Un médecin de New York récemment revenu de Guinée, où il travaillait avec Médecins sans Frontières (MSF) et avait soigné des malades d'Ebola, a contracté le virus, a affirmé jeudi soir le maire de la ville Bill de Blasio lors d'une conférence de presse.

Le médecin avait été hospitalisé jeudi avec une forte fièvre.Il est  le premier cas avéré d'Ebola dans la plus grande ville américaine.

Au Mali, un premier cas d'Ebola, en provenance de la Guinée voisine, a été identifié et, en Côte d'Ivoire, un aide-soignant guinéen potentiellement contaminé était recherché.

Le Mali a enregistré son premier cas confirmé, une fillette de 2 ans venue de Guinée voisine avec sa grand-mère, qui a été placée en quarantaine à Kayes (ouest), a annoncé jeudi soir le ministère de la Santé.Toutes les personnes ayant été en contact avec l'enfant ont été placées sous surveillance.

En Côte d'Ivoire, limitrophe de deux des pays touchés, la Guinée et la Sierra Leone, mais parvenue jusqu'à présent à échapper à la contamination, un aide-soignant guinéen potentiellement contaminé qui serait entré clandestinement dans le pays était activement recherché.

Liberia Face à la rapidité de la progression du virus, l'Union Européenne "va augmenter son aide financière à un milliard d'euros pour combattre Ebola", a annoncé vendredi sur Twitter le président du Conseil européen, Herman Van Rompuy, lors d'un sommet des chefs d'Etat et de gouvernement à Bruxelles.

La contribution européenne s'établissait jusque-là autour de 600 millions. 

Le nouveau commissaire européen aux Affaires humanitaires, le Chypriote Christos Stylianides, va coordonner la riposte européenne.

De son côté la France a décidé de ne pas avoir "simplement des contrôles aériens mais aussi des contrôles sur tous les modes de transports même maritimes", a annoncé le président Hollande au cours d'une conférence de presse à Bruxelles."C'est ce que nous allons mettre en place", a-t-il dit, appelant à ne "tomber ni dans le catastrophisme ni dans l'inaction" face à l'épidémie. 

Jeudi, la présidente du Liberia, le pays le plus touché, Ellen Johnson Sirleaf, avait appelé à un contrôle strict des frontières de la part des trois pays concernés (Liberia, Guinée, Sierra Leone) afin d'empêcher une résurgence du virus dans les rares régions où l'épidémie recule.

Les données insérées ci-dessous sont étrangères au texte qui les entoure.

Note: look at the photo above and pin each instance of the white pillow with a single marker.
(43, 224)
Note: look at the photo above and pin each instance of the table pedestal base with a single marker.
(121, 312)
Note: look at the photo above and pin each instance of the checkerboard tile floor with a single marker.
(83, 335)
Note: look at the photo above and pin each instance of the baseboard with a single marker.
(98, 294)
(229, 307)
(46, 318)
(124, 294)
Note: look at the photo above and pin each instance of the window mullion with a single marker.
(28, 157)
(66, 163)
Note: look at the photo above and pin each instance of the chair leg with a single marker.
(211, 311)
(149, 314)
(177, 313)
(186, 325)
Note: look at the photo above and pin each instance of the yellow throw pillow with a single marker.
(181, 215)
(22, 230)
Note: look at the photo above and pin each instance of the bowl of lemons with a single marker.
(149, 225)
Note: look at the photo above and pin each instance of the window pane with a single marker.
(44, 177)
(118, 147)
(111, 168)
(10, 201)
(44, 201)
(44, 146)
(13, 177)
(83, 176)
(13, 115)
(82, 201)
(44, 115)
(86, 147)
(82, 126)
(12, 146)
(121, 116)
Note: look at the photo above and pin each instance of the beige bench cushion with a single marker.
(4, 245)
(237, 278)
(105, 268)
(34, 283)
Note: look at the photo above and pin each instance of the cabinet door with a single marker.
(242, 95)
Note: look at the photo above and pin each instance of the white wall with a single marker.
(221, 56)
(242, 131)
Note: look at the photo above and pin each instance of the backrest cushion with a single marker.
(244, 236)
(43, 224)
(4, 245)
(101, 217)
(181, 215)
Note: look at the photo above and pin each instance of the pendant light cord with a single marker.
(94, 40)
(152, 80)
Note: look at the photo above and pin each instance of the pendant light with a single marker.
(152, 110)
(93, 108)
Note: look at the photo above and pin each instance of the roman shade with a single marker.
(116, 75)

Mme Sirleaf a reçu jeudi soir la présidente de la Commission de l'Union africaine (UA), Nkosazana Dlamini-Zuma, qui s'est ensuite rendue en Guinée pour achever sa tournée des trois pays.

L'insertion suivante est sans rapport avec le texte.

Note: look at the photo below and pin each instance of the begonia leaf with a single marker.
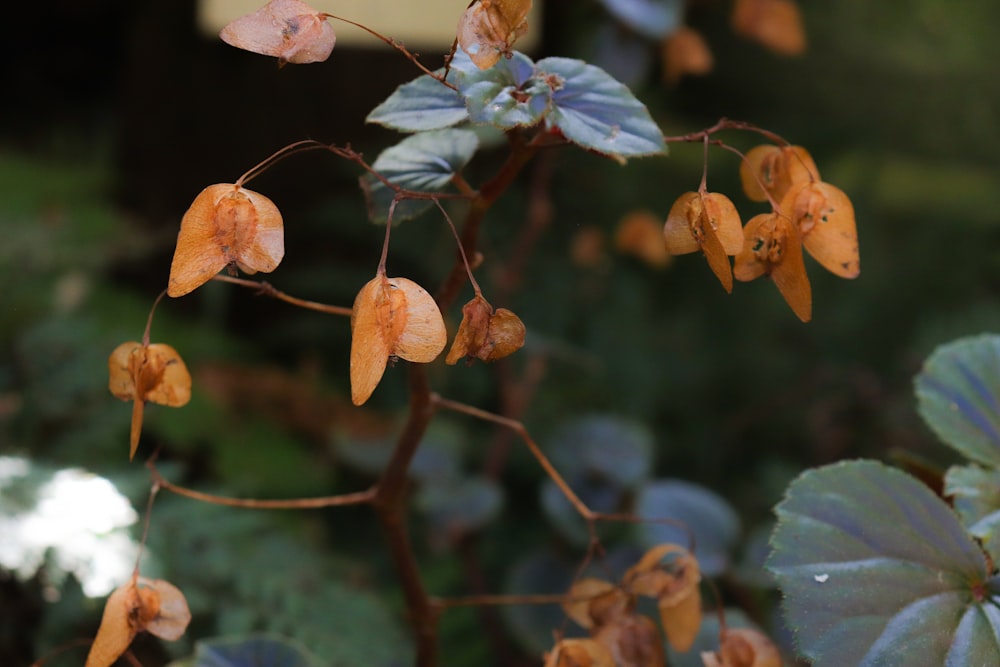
(424, 162)
(876, 569)
(958, 395)
(597, 112)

Dans la capitale sierra-léonaise, Freetown, Mme Dlamini-Zuma avait annoncé que la République démocratique du Congo (RDC) s'était engagée à envoyer 1.000 personnels de santé, s'ajoutant aux quelque 600 déjà promis par les pays d'Afrique de l'Est, mais sans préciser de calendrier.

"Nous avons remarqué que la communauté internationale réagissait avec davantage d'infrastructures mais pas beaucoup de personnels de santé.Et les infrastructures sont vitales pour avoir des centres de traitement et des hôpitaux, mais si ces infrastructures n'ont pas de personnel, c'est du gaspillage", a-t-elle expliqué, tout en reconnaissant la modestie des effectifs déployés par l'UA (une trentaine de personnes).

 

- Echéance de décembre -

 

Il est "extrêmement difficile de trouver assez de personnel soignant" pour venir lutter contre Ebola, a reconnu jeudi le directeur général adjoint de l'Organisation mondiale de la santé (OMS), le docteur Keiji Fukuda.

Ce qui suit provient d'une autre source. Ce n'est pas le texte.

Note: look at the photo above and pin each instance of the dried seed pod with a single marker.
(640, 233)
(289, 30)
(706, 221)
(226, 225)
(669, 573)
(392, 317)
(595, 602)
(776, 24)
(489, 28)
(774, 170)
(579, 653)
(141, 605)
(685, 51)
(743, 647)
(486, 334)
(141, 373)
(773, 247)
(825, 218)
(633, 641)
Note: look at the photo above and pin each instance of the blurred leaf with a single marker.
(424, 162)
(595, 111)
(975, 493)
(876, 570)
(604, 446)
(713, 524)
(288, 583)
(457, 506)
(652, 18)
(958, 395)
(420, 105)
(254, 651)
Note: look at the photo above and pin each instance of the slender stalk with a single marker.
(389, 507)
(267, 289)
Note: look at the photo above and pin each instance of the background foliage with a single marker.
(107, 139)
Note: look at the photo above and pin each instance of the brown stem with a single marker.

Le Dr Fukuda a évoqué une possible "inflexion dans la courbe" de la progression de la maladie d'ici à la fin de l'année, alors que le cap des 10.000 cas est pratiquement atteint, ce bilan incluant près de 4.900 morts.

Le président sierra-léonais Ernest Bai Koroma a aussi estimé jeudi que l'épidémie serait "contenue mais pas éliminée" dans son pays "d'ici à la fin de l'année".

Apportant sa contribution à l'effort international, une petite société japonaise a annoncé vendredi qu'elle allait offrir 10.000 masques de protection aux pays africains touchés.

Aux Etats-Unis, le cofondateur de Microsoft, le milliardaire et philanthrope américain Paul Allen, a annoncé jeudi qu'il portait ses dons pour combattre Ebola à 100 millions de dollars (environ 79 millions d'euros).